Bitter Sweeties

The new Margaret Atwood, The Heart Goes Last, is just excellent. Beautiful, elegant and spare writing of course, with a lively undertow of curiosity about, and surprise at, humanity. It was enjoyable and gripping but also disquieting and eerily like a warning from an author very interested in the technologies and societies of the future. It is the tale of a couple who decide they can no longer survive the economic wasteland and societal collapse that surrounds them, and so they sign up to the clever new world of Consilience, a town that services a prison. The first month they’ll live and work in the town. The next month they’ll become prisoners and their prisoner counterparts will take up their lives and work and they’ll swap turn and turn about, month in, month out…thus all having employment and food and ‘civilisation’. But such a highly structured system requires strict rules and blind obedience to those rules, which as we all know, isn’t really in strong trait in  human nature, so people and system are heading for a clash. It is in no way related to her earlier, very famous dystopian novel The Handmaid’s Tale but this new-born, stumbling, rule-bound, increasingly prohibitive society feels like the beginning of what might, many years distant, become the world of The Handmaid’s Tale.

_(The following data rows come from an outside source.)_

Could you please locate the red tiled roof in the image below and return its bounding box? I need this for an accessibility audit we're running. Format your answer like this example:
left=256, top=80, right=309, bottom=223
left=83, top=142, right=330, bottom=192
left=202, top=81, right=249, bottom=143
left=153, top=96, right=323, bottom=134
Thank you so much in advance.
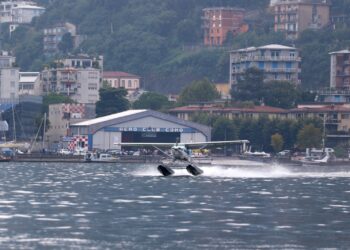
left=103, top=71, right=140, bottom=78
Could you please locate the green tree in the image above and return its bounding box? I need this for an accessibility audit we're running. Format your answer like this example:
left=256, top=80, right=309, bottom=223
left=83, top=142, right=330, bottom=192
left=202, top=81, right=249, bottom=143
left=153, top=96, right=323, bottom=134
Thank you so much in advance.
left=58, top=32, right=74, bottom=53
left=212, top=117, right=237, bottom=141
left=262, top=81, right=298, bottom=109
left=96, top=87, right=130, bottom=117
left=297, top=124, right=322, bottom=149
left=133, top=92, right=172, bottom=110
left=39, top=93, right=74, bottom=113
left=271, top=133, right=284, bottom=152
left=178, top=78, right=220, bottom=105
left=231, top=68, right=264, bottom=103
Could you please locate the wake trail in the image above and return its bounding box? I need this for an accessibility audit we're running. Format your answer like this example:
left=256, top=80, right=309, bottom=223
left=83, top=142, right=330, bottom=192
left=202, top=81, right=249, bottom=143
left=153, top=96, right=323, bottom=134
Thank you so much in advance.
left=131, top=164, right=350, bottom=178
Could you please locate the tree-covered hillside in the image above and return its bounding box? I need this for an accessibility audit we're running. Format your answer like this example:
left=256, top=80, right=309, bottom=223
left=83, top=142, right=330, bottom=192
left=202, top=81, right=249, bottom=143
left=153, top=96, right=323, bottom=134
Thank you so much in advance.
left=1, top=0, right=350, bottom=93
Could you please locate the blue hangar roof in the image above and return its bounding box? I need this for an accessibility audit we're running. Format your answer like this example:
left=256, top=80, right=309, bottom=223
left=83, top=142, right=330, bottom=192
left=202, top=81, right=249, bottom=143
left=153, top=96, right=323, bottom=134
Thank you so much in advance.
left=71, top=109, right=211, bottom=140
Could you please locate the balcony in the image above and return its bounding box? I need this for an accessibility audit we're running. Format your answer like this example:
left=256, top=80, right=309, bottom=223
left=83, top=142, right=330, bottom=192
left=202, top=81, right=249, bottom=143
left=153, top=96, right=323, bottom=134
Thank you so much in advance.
left=57, top=76, right=77, bottom=83
left=58, top=88, right=78, bottom=95
left=326, top=119, right=341, bottom=125
left=232, top=56, right=301, bottom=62
left=264, top=68, right=301, bottom=73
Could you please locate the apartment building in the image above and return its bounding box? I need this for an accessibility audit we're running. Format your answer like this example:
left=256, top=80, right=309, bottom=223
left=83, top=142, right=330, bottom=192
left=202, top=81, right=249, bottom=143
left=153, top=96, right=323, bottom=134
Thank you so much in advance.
left=0, top=51, right=19, bottom=102
left=102, top=71, right=141, bottom=95
left=230, top=44, right=301, bottom=85
left=41, top=55, right=103, bottom=104
left=0, top=1, right=45, bottom=24
left=271, top=0, right=330, bottom=39
left=330, top=49, right=350, bottom=90
left=18, top=72, right=43, bottom=96
left=169, top=104, right=350, bottom=136
left=45, top=103, right=96, bottom=149
left=202, top=7, right=247, bottom=46
left=44, top=22, right=86, bottom=55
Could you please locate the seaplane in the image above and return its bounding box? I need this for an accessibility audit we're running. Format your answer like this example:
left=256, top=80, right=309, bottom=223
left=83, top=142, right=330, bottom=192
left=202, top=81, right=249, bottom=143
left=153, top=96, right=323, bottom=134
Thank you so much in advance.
left=114, top=140, right=249, bottom=176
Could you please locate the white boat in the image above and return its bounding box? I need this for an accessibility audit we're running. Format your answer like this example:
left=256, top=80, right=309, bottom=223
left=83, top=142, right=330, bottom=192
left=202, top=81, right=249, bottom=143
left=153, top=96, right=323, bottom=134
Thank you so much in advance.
left=300, top=148, right=334, bottom=165
left=84, top=152, right=119, bottom=162
left=240, top=150, right=271, bottom=161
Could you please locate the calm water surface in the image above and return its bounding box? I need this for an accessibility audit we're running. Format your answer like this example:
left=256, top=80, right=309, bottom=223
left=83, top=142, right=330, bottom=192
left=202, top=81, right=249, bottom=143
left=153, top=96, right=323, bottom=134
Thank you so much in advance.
left=0, top=163, right=350, bottom=249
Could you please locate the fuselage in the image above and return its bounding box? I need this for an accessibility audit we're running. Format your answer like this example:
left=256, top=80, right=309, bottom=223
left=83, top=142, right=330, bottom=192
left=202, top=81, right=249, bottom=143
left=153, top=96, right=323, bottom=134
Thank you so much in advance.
left=171, top=145, right=191, bottom=161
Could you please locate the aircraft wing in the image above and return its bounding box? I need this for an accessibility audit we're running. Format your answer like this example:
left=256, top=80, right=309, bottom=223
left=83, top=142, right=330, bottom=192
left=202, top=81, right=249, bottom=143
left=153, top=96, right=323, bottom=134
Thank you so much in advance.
left=114, top=142, right=175, bottom=148
left=181, top=140, right=249, bottom=148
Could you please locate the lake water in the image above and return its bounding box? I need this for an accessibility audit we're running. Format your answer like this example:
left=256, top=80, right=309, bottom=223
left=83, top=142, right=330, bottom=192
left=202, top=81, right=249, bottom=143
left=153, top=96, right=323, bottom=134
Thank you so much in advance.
left=0, top=163, right=350, bottom=249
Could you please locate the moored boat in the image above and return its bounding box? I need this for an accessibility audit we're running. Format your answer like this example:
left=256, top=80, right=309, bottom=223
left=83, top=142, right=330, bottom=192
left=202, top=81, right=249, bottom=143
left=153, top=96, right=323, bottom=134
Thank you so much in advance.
left=84, top=152, right=119, bottom=163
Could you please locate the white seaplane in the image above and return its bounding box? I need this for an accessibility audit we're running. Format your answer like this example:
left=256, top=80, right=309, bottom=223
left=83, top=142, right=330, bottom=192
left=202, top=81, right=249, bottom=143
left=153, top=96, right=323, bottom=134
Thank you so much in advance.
left=115, top=140, right=249, bottom=176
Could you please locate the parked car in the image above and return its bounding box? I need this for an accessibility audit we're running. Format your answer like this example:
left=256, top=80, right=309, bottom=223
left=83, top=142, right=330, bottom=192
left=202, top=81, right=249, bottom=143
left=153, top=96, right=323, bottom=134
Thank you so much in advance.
left=58, top=148, right=72, bottom=155
left=277, top=150, right=291, bottom=156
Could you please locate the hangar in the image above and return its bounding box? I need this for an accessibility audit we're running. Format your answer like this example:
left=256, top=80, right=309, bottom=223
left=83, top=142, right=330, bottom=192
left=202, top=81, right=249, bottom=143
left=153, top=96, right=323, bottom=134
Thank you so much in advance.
left=70, top=110, right=211, bottom=150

Rosalie Ham published Australian-gothic, bitter-sweet The Dressmaker in 2000 and it has just been re-published, as the movie starring Kate Winslet is about to be released. I am so pleased as it is one that I like to recommend to particularly deserving and favoured customers and haven’t been able to for several years. It is a treacle-dark story about a woman, trained in Paris as a couturier seamstress, who returns to the small, dusty Australian town of her childhood, and makes sublimely beautiful clothes for the crocodile-smiling, gossipy and malevolent townsfolk. Her revenge is magnificent but slightly disturbing, the writing is fantastic and has the exquisite sharpness of a dash of lemon in a fresh papercut – that made you wince, didn’t it?